Single-entry bookkeeping is a simple type of financial recordkeeping used by individuals and businesses that don’t carry unpaid client balances, have only a few employees, and don’t owe people money. Generally businesses that 1) have less than $5 million in annual gross sales or less than $1 million in gross receipts for inventory sales, 2) are not a C Corporation, 3) operate a service business, and 4) collect customer payments at the point of sale, may use a single-entry bookkeeping system. Since most law firms do not collect customer payments at the point of sale, even though the law firm may not be a C Corporation and does not keep inventory on hand, they should still use a double-entry bookkeeping system.
Single-entry bookkeeping systems are all manual, paper systems.

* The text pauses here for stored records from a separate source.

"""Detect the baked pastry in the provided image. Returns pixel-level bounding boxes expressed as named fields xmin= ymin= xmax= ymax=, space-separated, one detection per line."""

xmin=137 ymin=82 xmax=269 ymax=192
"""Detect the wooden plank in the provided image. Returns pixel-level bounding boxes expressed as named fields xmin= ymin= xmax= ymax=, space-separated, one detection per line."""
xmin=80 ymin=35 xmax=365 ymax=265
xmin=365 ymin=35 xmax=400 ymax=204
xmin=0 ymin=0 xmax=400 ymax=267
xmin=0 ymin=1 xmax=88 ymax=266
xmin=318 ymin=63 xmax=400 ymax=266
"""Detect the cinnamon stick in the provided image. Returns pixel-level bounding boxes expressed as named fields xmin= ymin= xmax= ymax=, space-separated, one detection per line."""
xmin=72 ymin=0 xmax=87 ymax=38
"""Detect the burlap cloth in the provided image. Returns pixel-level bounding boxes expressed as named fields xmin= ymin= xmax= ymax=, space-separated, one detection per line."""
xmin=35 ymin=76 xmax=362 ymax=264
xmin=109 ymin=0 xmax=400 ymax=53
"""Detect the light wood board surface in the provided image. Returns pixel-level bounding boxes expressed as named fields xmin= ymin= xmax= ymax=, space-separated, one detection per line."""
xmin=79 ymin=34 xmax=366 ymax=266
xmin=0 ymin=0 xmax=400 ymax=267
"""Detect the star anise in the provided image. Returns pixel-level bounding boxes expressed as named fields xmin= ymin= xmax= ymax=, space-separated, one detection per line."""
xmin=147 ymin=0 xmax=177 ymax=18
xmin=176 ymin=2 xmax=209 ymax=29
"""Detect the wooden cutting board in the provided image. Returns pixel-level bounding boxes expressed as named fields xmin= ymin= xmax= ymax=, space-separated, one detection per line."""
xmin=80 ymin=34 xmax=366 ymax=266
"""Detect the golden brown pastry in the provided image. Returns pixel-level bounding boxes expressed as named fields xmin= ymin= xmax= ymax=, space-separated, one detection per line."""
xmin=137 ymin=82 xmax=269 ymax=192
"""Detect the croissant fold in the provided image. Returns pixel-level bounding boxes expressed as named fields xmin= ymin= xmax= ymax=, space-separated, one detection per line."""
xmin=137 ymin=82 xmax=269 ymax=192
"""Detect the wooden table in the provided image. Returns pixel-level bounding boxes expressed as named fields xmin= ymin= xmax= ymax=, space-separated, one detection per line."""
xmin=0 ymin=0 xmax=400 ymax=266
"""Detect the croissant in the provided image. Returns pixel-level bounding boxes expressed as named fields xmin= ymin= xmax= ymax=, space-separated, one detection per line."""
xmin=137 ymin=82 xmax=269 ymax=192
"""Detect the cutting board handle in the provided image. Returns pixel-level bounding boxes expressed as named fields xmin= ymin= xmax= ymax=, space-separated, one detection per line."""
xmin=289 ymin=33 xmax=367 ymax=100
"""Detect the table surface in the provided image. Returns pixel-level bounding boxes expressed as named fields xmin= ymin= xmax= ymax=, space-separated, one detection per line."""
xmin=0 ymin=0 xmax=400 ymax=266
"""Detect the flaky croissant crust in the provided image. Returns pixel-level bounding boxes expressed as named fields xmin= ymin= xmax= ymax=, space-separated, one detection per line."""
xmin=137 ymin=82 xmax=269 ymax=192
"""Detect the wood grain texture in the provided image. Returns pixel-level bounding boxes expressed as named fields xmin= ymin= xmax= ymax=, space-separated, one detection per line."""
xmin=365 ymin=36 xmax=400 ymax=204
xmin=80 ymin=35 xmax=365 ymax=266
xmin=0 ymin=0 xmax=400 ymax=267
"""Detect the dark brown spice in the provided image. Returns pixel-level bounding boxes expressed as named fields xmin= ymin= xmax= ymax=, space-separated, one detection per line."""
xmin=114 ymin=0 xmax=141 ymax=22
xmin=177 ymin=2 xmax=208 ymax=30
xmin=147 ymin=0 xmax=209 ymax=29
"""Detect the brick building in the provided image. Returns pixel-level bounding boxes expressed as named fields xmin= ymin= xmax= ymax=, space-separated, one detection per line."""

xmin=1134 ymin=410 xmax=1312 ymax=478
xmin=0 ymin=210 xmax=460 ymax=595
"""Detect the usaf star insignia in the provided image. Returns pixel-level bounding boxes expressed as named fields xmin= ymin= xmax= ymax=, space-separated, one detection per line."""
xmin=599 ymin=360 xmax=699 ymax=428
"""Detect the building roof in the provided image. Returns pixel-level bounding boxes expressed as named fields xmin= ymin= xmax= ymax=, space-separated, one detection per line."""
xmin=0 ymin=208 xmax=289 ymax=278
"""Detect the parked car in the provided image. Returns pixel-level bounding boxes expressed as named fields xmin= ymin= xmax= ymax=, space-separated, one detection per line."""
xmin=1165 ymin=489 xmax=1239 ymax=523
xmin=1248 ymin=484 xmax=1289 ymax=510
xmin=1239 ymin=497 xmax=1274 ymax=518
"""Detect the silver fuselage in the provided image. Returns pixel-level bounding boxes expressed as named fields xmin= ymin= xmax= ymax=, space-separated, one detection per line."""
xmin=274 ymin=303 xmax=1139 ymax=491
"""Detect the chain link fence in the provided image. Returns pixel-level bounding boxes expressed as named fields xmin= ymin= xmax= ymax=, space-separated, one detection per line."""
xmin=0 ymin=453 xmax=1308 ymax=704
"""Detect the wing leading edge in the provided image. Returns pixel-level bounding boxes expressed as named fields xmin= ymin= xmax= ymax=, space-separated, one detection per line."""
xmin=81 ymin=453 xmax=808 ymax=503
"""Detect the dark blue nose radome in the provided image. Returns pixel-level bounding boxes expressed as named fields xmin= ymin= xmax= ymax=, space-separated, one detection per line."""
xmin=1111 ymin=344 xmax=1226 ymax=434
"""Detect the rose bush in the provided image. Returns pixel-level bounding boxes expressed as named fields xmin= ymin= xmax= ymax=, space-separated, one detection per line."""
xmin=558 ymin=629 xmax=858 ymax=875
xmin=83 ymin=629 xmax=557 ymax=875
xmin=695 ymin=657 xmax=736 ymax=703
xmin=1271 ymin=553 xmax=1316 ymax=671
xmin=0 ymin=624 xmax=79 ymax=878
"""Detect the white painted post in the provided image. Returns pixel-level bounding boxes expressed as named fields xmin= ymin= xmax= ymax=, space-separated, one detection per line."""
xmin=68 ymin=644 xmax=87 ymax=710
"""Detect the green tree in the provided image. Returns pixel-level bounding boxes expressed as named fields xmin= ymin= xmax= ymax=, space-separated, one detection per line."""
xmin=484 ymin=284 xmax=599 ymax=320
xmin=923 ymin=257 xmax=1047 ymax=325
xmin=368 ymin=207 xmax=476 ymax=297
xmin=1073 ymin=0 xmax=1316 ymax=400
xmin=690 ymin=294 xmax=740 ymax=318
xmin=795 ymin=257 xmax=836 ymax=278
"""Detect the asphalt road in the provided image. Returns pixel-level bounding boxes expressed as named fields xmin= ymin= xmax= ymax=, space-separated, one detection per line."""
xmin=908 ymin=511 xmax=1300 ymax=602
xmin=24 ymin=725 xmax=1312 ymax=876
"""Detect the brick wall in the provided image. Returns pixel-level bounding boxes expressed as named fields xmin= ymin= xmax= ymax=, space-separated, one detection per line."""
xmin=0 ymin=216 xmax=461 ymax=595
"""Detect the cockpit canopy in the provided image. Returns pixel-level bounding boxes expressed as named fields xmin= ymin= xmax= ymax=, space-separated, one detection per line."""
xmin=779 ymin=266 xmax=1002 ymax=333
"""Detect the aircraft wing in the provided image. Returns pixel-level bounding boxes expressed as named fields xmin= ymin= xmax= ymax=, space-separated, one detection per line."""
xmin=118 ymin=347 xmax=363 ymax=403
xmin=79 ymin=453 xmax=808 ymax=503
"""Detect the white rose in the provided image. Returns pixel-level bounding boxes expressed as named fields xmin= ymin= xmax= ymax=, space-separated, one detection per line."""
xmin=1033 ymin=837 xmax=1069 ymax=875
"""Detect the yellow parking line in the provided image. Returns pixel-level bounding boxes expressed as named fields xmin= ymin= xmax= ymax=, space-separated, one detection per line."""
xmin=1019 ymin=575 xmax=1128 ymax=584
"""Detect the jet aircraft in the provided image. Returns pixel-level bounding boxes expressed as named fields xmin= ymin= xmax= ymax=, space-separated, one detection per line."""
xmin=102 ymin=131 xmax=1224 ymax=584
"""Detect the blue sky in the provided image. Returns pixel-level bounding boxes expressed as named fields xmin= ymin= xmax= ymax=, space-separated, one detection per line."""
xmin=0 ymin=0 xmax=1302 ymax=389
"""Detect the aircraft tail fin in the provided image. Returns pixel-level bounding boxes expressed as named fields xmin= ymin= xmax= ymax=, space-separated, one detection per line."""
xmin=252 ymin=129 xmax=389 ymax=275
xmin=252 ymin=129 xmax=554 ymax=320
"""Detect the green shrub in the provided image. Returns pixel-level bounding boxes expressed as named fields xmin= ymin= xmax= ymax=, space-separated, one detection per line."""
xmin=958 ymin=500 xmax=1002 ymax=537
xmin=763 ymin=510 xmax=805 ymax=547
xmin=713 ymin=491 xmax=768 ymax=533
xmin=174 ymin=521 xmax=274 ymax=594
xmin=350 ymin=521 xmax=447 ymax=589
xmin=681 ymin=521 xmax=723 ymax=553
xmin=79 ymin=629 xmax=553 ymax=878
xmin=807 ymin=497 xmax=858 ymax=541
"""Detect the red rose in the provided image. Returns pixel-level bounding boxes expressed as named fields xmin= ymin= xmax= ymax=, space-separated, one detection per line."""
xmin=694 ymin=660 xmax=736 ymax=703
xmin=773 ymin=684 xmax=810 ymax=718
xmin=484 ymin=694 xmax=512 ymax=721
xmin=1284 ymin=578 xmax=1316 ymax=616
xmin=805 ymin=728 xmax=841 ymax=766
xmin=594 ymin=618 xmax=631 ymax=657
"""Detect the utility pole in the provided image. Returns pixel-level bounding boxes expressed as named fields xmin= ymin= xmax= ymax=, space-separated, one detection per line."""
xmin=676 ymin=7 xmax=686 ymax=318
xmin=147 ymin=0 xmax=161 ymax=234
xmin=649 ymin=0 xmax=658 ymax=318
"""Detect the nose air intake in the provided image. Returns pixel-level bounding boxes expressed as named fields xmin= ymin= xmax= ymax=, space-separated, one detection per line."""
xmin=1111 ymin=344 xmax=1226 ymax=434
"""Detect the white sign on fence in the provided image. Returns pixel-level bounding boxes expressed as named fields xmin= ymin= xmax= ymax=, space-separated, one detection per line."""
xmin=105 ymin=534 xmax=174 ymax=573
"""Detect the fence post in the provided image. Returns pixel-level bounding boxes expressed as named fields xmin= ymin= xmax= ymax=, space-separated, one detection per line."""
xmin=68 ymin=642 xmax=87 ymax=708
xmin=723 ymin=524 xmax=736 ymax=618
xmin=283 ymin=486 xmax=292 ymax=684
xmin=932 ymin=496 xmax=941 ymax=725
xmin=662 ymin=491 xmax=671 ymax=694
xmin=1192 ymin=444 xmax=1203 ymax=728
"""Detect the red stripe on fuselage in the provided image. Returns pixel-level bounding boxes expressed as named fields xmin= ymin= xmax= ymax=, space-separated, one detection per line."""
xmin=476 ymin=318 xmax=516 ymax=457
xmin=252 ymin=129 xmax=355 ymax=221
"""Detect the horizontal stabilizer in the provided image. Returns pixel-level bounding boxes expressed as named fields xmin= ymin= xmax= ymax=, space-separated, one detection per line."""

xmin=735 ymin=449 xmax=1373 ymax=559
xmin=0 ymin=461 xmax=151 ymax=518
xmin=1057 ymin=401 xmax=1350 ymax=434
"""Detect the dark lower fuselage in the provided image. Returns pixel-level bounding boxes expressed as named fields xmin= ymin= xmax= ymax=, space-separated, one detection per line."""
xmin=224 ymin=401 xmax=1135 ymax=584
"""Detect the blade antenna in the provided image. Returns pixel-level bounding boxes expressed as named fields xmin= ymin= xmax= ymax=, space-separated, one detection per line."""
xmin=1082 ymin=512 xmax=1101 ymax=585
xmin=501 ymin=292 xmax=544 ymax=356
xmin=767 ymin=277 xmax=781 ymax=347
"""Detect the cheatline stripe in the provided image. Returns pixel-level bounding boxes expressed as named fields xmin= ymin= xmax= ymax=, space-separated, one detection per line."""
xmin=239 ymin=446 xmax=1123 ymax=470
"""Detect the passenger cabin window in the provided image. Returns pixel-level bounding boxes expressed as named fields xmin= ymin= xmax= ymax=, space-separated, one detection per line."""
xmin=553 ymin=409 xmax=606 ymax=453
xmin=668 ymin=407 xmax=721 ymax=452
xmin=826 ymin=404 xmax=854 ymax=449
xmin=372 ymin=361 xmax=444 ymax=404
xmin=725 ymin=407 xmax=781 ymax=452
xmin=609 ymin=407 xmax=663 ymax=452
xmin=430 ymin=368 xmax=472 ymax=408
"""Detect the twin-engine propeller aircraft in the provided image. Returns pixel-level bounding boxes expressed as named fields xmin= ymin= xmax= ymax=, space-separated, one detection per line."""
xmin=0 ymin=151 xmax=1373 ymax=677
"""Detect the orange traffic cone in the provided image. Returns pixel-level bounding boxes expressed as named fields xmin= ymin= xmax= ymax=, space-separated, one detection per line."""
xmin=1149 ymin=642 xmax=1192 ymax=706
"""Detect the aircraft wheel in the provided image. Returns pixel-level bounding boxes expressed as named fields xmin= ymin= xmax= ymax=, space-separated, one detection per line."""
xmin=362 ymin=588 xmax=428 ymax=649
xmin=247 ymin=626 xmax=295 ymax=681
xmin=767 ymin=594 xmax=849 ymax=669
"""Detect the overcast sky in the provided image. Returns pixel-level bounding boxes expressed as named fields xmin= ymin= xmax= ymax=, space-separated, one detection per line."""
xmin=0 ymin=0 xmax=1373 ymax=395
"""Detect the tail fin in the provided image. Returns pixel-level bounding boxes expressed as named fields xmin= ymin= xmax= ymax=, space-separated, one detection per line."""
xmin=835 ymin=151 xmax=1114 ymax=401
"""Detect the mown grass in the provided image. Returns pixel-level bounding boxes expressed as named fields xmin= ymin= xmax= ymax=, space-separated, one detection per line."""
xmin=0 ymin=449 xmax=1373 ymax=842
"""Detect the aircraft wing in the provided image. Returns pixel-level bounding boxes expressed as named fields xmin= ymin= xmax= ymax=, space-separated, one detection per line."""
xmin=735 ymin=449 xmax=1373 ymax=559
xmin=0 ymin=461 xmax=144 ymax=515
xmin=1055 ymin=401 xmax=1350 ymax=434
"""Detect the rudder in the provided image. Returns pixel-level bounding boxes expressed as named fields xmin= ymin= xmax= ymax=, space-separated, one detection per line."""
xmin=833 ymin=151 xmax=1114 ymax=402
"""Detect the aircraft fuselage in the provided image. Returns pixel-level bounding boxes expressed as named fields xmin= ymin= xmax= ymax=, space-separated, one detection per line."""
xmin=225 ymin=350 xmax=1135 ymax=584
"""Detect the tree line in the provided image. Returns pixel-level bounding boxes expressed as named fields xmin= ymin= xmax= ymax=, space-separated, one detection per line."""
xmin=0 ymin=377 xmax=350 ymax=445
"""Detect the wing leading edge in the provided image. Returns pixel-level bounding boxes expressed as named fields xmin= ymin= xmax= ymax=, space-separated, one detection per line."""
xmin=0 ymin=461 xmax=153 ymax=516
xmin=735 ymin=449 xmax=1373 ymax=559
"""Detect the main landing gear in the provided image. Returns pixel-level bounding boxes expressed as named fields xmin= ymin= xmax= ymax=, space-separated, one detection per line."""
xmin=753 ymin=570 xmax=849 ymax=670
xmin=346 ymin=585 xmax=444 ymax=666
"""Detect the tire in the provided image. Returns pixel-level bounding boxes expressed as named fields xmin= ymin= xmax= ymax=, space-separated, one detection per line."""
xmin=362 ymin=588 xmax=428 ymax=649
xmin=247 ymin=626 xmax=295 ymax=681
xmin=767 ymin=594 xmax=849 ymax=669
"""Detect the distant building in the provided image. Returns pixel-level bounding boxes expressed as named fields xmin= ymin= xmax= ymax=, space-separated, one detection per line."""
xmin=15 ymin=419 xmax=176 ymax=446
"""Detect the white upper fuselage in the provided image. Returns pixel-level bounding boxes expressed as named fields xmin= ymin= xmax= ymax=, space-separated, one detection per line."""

All computerized accounting programs are double-entry bookkeeping systems, which means that each financial transaction affects two general ledger accounts.
You may think that your computerized accounting program is a single-entry bookkeeping system because you only enter one general ledger account when recording the transaction. But your computerized system is a double-entry system because it automatically enters the information into the second general ledger account. For example, if you enter a check, the accounting program automatically deducts the transaction amount from your bank account balance. By selecting “check”, “withdrawal”, “deposit”, etc. the program automatically knows that a cash account is being affected and it automatically makes enters the transaction into the cash account. So, although you don’t see the accounting program assign a second general ledger account to a transaction, rest assured that the transaction absolutely does affect two accounts as required in a double-entry system.